Pro- and synbiotic additives are associated with a reduction in relative abundance of Mycoplasma throughout the rainbow trout gut
During the experimental period the rainbow trout were fed control feed (CTRL), probiotic feed (PRO), and synbiotic feed (SYN), respectively (Table 1). Bacterial profiling of both the mid and distal intestinal content of 120 juvenile rainbow trout, using the V3-V4 region of the 16S rRNA gene, resulted in 382 amplicon sequence variants (ASVs).

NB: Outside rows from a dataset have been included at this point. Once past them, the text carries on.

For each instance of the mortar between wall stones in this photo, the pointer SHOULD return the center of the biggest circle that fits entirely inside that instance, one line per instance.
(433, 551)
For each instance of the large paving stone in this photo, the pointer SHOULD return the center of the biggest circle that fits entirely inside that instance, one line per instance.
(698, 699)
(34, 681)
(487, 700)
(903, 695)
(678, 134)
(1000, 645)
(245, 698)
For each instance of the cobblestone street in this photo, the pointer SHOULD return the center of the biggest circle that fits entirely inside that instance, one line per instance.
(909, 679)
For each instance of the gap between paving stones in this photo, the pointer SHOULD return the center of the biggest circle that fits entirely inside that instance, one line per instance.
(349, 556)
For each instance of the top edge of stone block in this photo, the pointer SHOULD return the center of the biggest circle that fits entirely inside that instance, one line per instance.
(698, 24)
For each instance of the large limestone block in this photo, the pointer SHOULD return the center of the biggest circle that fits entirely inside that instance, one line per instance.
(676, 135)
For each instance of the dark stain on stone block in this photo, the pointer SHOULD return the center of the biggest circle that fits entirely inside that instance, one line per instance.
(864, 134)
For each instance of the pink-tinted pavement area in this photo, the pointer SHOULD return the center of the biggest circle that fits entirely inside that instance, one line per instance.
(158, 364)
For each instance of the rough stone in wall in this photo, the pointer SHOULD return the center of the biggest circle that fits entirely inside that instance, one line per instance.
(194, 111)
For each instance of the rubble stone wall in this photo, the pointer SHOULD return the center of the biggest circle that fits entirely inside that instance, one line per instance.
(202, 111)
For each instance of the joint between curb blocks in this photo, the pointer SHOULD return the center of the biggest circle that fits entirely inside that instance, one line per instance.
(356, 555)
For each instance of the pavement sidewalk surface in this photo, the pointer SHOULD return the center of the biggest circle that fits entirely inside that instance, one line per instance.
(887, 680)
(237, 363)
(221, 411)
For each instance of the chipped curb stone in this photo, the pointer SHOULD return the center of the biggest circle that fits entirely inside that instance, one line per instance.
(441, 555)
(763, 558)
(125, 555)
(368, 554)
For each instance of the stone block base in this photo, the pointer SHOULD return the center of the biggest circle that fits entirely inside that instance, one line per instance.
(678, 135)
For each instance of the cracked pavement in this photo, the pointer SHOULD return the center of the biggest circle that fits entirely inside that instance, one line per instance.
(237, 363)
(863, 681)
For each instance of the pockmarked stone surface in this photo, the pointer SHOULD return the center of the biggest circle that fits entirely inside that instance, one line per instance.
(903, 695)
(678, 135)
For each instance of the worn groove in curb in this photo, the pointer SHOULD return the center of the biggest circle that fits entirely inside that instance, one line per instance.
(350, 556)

The five most abundant ASVs comprised 85.1% of the total number of microbial reads from rainbow trout in this trial, revealing a low intestinal microbiota diversity (mean effective ASV richness of 34.78 ± 15.8 Hill numbers). Diversity analysis, based on Hill numbers, revealed significantly higher diversity of the core microbiome in both the PRO and SYN groups compared to CTRL (Supplementary Fig. 1). Taxonomy assignment revealed that the five most abundant ASVs included genera of Mycoplasma, Pediococcus, Pseudomonas, Massilla, and endosymbiont8 (genus of Enterobacteriaceae). Bacterial profiling throughout the gut revealed significant changes in the microbial composition among different diet groups with fish from the CTRL group being dominated by Mycoplasma, compared to fish from the other two groups that were largely characterised by a higher relative abundance of Massilla and endosymbiont8, though Mycoplasma were still present with individual variation. (Fig. 1a). Further, the recovered Pediococcus ASV revealed an exact match with the administered probiotic strain of P. acidilactici MA18/5M.
Our analysis revealed a clear alteration of the microbiota as a result of feed type. A Principal Coordinates analysis (PCoA) revealed that 96.4% of the variance of the microbiota was explained by two principal components, and that the microbiota of CTRL clustered alone, whereas the microbiota of PRO and SYN clustered together (Fig. 1b). This pattern was repeated between both the mid and distal gut sections with no significant differences between the gut sections (Fig. 1b). Differential abundance analysis of the top 50 most abundant ASVs confirmed the significantly higher abundance of Mycoplasma in the CTRL group (Fig. 1c), indicating that feed additives may have a suppressing effect on the presence of Mycoplasma and Bifidobacterium (Fig. 1c). On the other hand, our data reveals an increase of the phylum Proteobacteria, including Pseudomonas, Enterobacteriaceae, Massilia. Also, an increase of the phylum Firmicutes, including Clostridiales, Weissella, Staphylococcus. The abundance of the probiotic Pediococcus ASV was significantly higher in the SYN group, compared to both the CTRL and the PRO groups, indicating that the usage of galacto oligosaccharides (GOS) as a supplemental prebiotic in the SYN group did increase the abundance of P. acidilactici MA18/5M (Fig. 1c).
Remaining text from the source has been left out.